A cancer diagnosis is devastating to anyone but especially if it is your child. She lost her hair due to the chemo, but she was a fighter and always stayed positive. When it was time for her PET scans, there was always the stress of wondering what the images would show. Was the tumor smaller or larger? Had it spread? There was also stress watching your child having an IV started during her PET scans and I often wondered if all the radiopharmaceutical was in her circulation. This added even more stress on top of what the scan results would show. I wish the Lara® System had been available to us back then; using Lara during my daughter’s PET scan injections would have given us more peace of mind. I think monitoring the injection should be a standard of care – part of the procedure. Since our experience, I have learned that the Nuclear Regulatory Commission is responsible for the medical use of isotopes but does not require radioactive injection monitoring. Parents need to know if their child has had some of the radiotracer in their arm and not in circulation. Parents need to know how much accidental radiation exposure their child is receiving.
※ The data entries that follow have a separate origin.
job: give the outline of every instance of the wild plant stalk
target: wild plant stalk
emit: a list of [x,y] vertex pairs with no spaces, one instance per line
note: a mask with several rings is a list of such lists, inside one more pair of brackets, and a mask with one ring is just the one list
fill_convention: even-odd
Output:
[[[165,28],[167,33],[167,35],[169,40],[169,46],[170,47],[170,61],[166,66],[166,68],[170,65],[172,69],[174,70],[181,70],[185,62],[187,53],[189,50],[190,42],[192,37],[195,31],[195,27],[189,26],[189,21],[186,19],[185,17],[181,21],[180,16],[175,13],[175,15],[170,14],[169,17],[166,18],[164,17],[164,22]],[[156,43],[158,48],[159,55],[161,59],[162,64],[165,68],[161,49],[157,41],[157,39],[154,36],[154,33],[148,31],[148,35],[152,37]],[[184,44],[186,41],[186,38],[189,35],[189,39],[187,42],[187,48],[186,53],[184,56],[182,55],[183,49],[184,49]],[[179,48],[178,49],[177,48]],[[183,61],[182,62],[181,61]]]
Our story, fortunately, has a happy ending. My daughter is now a healthy 26 year old ICU nurse who cares passionately about her patients. She can empathize because of her own experience. An experience, that no child and parent should have to go through. But if they do, my hope is that all parents can have Lara monitor their children’s nuclear medicine injections so they can have peace of mind and reassurance the injection and imaging were done correctly.